I went home and I had a really good...
Well, this is the thing.
You know, when you're feeling sick and miserable,
you sort of go like,
oh, I'll do something nice for myself,
so I feel better in that...
So I've got it to look forward to.
Yeah.
I don't, because I know you're going to be upset with me.
So don't be upset.
Promise you won't be upset.
What are you just about to say?
450 pounds on a private sound of music tour of Salzburg.
Hell and in one day you spent...
I know.
Andrew, don't do that.
Yeah, I know.
You have a mild cold.
I know.
But I needed to feel happier.
Helen, you have a mile tall.
Is it one-on-one when you say private?
Yeah.
Well, no, no, no.
So it's like someone comes and gets us in a minivan,
and it's me, two girlies from school,
and Samil Patel.
Hang on, a minivan?
A minivan, yeah.
Well, I wanted to do,
I wanted to do the cycling tour,
but it doesn't start until bloody April.
Helen.
Yeah, I know, it's a lot.
Can you get a refund?
I'm serious.
I honestly, that's the worst thing.
When I was going to sleep, I was thinking, like, oh, no, I'll refund it in the morning.
But I'd already messaged Ellie Salt and Emma Black from school being like,
guess what I've done?
And I was like, don't pay for it.
Just, like, contribute if you want to, but don't pay for it.
That's an outrageous decision you made on everyone else's behalf.
And, like, by the time I woke up in the morning, they were like,
fucking, yeah, this is going to be amazing.
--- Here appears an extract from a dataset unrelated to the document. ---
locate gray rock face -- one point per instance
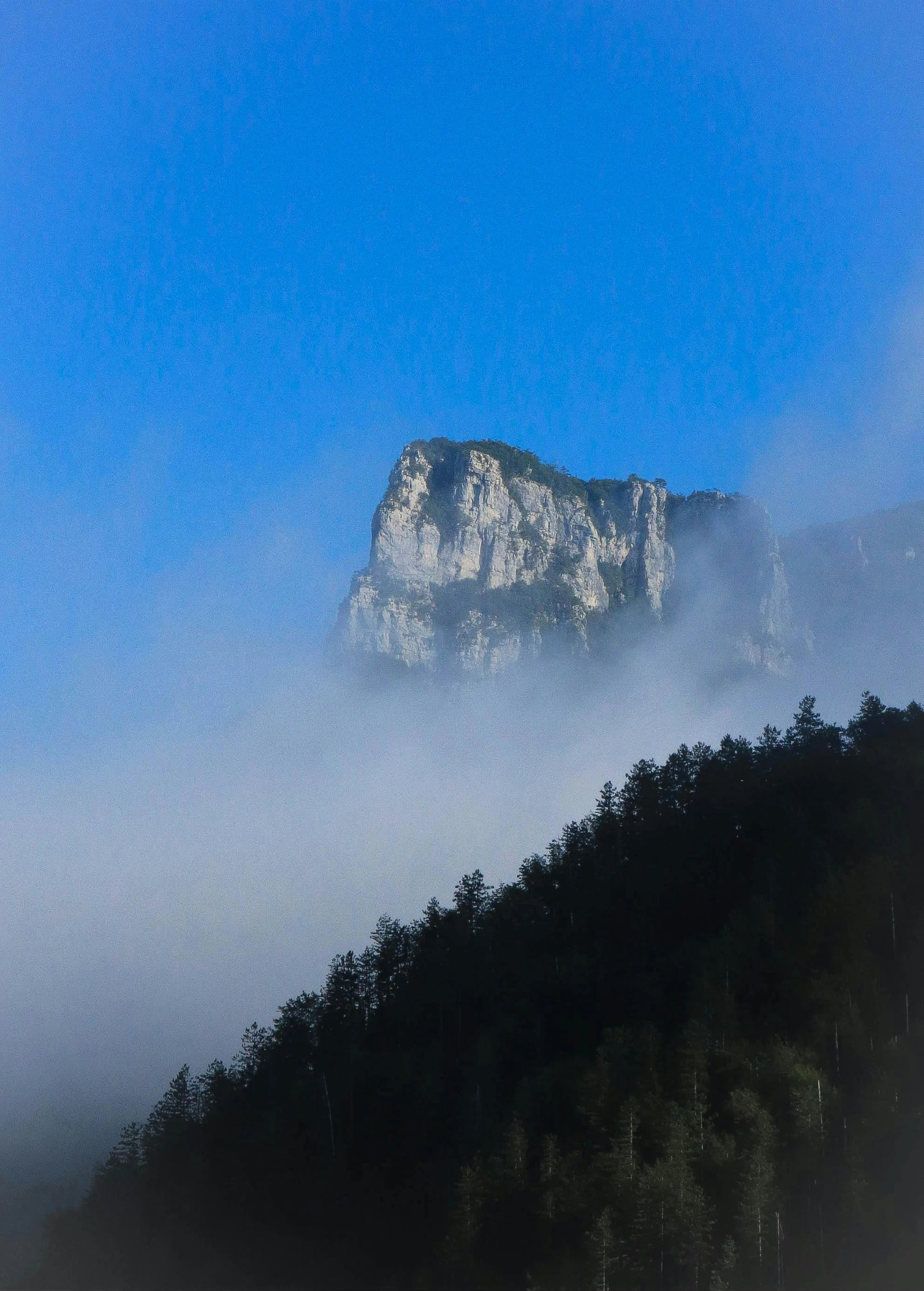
(861, 583)
(483, 556)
And I was like, I can't take it away from the girlies now.
It's too late.
Okay, those three have a different vibe to me.
Can I just say, by the way, I hate when you do this on the podcast,
because you know what I'm about to say.
It's frivolous spending, isn't it?
What are we going to do?
There's a financial crisis.
Well, also, what else are we about to ask?
What are we going to ask?
Oh, to give to the patron.
I know, and you must, you must, because I'm really, I'm out of control.
You have to help us.
Helen.
For just five pounds a month, you can help me feed my habit.
Helen, this is a problem.
I know.
Andrew and I are like, we want to pay our rent.
I made a crazy call.
Why?
But this is the thing.
Mike, can I just explain myself?
I don't think it's going to be good enough explanation.
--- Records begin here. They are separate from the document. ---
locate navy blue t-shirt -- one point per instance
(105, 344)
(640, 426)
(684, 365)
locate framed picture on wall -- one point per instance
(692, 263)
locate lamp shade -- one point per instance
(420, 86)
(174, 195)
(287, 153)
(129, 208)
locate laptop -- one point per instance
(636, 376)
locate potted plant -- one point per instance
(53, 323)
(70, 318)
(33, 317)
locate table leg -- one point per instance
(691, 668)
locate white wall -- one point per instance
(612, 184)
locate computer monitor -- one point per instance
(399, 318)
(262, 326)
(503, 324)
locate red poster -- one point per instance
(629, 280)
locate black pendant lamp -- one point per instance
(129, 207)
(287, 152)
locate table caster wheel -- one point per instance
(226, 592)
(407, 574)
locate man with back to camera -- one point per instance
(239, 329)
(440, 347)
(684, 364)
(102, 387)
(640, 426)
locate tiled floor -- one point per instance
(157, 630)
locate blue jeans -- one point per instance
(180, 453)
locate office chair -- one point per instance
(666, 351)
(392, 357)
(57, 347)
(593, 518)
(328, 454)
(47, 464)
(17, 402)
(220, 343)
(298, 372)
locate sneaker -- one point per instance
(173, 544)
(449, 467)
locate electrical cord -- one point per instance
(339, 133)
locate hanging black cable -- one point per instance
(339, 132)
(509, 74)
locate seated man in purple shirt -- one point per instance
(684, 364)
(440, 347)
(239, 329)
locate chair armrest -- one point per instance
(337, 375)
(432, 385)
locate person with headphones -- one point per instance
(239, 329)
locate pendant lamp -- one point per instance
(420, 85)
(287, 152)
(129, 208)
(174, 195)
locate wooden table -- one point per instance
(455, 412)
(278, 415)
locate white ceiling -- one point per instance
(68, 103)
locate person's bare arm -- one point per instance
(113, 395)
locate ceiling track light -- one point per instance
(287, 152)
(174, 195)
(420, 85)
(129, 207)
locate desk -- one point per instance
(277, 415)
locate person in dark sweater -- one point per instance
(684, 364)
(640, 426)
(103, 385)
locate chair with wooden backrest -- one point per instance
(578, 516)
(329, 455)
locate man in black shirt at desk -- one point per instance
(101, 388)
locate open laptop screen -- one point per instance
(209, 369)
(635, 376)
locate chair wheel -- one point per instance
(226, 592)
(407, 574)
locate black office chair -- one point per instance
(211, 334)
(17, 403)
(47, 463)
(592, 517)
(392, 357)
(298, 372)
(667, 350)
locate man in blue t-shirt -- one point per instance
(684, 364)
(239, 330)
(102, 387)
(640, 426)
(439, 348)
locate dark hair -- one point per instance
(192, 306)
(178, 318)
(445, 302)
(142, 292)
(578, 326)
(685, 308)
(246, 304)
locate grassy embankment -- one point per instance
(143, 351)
Because it's my, it is right.
It will be on the day of my birthday, March 25th.
32nd.
That's not important.
Wow, that's mad.
32 is important.
How so?
Because that's five years from when Jesus died.
Oh.
Because he was 37, wasn't he?
There you guys.
It's all Jesus.
I'm bringing it back for Paddy's Day.
No, Paddy's Day isn't Jesus as it.
He wasn't 37, was he, Andrew?
I believe he was.
I believe he was 33.
Yeah.
Oh, one year.
One year, even more of a big birthday.
But this is my concern is that I,
I've always, okay.
We're best friends.
We're best friends.
So for anyone.
So basically, right, the other option is a massive coach.
Yeah, I've used to calm down.
I'm really panicked.
Okay.
Well, you've spent 400 and 50 pens
and I think you know it's a terrible choice
and that's what's happening.
Yeah, I don't have any work at the moment.
Yeah.
So, but the other option is to go on a big coach
which takes you around to the sound of music stop.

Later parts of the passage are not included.